Auch wenn es am Ende für den Nachwuchs der Crash Eagles eine Finalniederlage setzte, konnte sich der Kaarster Skaterhockey-Verein als Sieger fühlen. Denn für die Ausrichtung des U19-Europapokals gab es viel Lob. Und nicht nur die 600 Besucher des Finales sorgten für großartige Stimmung, auch während des gesamten Turniers herrschte eine tolle Atmosphäre in der Stadtparkhalle. Auch der Vorsitzende des internationalen Verbands IISHF war begeistert und wiederholte sein Lob der Vergangenheit. „Ihr könnt jederzeit Gastgeber sein“, sagte der Däne und forderte die Crash Eagles auf, auch in Zukunft internationale Turniere auszurichten.

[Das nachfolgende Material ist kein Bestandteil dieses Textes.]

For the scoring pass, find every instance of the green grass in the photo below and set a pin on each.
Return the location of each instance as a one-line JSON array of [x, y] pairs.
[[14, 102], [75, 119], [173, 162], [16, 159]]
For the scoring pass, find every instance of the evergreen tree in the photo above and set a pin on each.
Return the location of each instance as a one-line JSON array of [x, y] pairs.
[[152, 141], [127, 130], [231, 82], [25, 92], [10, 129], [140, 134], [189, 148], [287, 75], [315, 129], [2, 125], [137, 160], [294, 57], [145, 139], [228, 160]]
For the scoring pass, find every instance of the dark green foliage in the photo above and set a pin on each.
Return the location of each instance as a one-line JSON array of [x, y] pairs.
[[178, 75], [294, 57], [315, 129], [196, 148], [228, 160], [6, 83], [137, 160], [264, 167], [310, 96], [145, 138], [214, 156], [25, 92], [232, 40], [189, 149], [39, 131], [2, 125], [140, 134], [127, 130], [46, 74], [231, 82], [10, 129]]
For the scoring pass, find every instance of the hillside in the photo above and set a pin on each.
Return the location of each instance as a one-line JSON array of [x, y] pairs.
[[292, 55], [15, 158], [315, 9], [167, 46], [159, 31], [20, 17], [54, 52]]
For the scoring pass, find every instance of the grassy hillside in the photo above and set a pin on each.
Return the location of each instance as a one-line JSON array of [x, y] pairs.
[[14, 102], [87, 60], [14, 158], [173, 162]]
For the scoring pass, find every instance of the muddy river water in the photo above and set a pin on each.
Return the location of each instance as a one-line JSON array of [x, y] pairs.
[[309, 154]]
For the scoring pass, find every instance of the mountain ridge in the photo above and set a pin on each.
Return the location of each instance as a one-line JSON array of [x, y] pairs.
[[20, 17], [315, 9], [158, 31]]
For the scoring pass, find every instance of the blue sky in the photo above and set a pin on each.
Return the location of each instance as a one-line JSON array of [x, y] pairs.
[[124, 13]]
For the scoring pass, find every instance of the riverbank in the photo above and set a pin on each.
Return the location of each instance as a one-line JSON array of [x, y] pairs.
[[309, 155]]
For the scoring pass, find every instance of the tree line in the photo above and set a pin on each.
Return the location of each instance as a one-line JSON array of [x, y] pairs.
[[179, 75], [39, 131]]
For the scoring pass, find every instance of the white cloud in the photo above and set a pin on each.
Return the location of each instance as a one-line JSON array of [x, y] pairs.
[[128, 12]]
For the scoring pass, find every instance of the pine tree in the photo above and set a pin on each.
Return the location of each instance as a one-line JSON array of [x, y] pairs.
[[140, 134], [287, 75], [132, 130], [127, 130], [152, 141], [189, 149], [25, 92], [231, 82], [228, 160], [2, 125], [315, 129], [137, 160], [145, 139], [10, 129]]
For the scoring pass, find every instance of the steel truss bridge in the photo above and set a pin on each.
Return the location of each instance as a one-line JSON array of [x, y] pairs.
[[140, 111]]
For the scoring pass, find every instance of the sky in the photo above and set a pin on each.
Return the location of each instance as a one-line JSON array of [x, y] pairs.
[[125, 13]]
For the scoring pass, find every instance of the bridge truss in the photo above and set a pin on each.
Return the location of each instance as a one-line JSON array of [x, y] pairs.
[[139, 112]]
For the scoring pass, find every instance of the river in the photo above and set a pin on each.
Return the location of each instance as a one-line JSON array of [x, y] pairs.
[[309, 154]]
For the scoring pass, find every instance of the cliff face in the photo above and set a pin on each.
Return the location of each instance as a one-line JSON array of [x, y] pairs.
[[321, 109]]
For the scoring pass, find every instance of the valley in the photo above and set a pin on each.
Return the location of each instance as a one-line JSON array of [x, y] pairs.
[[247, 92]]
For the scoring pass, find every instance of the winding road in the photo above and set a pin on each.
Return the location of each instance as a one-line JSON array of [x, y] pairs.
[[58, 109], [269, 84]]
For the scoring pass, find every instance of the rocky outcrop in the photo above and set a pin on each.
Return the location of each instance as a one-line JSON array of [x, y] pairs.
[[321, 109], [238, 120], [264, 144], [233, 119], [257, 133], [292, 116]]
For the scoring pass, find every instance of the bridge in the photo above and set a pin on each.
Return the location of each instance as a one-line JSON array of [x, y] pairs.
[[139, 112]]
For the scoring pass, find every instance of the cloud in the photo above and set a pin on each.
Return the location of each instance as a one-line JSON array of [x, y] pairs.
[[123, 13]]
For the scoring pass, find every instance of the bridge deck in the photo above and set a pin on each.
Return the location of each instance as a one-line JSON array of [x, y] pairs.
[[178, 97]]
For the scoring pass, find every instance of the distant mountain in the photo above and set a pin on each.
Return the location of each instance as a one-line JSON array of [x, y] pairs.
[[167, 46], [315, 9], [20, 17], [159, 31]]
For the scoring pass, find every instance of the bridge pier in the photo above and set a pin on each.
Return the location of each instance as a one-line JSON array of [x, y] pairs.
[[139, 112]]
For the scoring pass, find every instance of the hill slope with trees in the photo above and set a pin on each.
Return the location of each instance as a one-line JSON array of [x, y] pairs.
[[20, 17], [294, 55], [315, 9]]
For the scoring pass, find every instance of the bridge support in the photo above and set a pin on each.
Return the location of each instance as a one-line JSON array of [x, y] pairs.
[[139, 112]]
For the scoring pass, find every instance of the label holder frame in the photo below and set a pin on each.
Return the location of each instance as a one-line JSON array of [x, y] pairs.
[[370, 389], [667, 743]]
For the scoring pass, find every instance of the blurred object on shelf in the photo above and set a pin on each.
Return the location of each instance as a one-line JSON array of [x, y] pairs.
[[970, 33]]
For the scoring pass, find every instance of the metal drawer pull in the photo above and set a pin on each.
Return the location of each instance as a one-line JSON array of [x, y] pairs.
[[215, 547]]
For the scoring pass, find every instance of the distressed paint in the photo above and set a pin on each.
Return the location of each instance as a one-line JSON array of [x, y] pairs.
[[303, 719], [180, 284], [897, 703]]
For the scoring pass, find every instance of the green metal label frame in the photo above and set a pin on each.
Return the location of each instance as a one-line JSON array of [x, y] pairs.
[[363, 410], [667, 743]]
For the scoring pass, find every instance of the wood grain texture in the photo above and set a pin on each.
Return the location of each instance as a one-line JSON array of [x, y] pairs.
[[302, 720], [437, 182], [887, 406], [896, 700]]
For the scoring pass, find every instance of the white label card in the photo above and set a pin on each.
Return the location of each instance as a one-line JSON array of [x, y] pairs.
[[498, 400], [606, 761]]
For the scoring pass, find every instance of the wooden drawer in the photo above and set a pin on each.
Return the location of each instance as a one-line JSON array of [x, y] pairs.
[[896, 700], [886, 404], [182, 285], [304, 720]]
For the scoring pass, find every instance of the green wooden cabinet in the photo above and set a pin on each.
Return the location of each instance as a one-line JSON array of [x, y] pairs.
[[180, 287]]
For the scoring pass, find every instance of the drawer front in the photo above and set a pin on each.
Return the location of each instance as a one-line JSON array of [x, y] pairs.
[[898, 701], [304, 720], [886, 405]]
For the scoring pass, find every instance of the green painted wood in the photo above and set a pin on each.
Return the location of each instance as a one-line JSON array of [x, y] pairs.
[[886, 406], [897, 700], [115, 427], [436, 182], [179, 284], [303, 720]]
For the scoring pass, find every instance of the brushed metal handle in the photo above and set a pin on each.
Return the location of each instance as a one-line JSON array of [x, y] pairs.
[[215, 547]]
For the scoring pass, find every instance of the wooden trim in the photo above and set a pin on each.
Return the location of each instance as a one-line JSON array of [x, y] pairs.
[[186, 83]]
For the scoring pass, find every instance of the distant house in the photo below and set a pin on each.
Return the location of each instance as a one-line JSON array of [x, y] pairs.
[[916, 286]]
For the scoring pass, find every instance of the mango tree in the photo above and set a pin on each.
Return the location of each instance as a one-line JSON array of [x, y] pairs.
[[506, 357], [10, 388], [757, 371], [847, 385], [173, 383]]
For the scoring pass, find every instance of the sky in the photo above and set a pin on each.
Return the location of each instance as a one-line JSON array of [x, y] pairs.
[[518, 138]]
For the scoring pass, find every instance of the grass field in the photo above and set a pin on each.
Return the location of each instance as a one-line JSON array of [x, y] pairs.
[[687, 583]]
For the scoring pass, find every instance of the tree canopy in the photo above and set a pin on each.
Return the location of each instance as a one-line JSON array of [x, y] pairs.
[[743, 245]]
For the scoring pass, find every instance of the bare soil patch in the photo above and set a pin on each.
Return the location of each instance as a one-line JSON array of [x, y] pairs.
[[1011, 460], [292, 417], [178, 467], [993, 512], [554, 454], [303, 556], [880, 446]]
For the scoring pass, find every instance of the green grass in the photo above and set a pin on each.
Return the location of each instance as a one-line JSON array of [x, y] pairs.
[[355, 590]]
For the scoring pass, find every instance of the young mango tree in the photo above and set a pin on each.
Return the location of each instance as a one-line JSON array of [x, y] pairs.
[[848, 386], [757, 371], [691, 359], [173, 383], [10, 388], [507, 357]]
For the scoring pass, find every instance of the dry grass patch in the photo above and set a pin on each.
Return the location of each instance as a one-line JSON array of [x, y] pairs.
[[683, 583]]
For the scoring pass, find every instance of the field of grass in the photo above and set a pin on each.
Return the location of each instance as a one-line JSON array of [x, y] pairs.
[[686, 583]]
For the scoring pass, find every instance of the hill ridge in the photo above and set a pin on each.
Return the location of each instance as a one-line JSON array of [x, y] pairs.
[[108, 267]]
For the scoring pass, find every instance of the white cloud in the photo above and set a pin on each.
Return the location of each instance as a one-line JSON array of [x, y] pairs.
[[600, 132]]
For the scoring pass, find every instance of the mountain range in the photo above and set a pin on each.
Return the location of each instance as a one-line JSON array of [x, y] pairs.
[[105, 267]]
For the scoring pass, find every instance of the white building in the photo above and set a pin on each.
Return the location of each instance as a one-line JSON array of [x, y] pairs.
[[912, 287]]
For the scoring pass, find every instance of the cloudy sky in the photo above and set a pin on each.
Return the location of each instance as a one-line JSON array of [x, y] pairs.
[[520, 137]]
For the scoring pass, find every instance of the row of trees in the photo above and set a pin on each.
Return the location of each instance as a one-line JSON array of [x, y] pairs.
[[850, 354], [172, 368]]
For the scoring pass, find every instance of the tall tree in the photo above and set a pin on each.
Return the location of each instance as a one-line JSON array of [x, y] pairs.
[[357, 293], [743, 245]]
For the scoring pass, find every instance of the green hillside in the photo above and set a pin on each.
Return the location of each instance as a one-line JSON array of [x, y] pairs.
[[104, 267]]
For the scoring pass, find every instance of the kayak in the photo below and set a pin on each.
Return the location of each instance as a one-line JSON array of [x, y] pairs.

Die von Coach Tim-Niklas Wolff und seinem Assistent Moritz Nowak gecoachten Crash Eagles spielten eine starke Gruppenphase und qualifizierten sich souverän für das Halbfinale. Dort ging es wie schon im ersten Gruppenspiel gegen die Gekkos Gerlafingen aus der Schweiz. Nach einem 4:2-Erfolg der Kaarster bei ihrem Turnierauftakt folgte nun mit 8:2 ein noch deutlicherer Sieg. Im Finale wartete in Gestalt des SHC Rossemaison nicht nur die nächste Mannschaft aus der Schweiz, die von einer stimmgewaltigen Fangemeinde begleitet wurde, sondern auch der Titelverteidiger.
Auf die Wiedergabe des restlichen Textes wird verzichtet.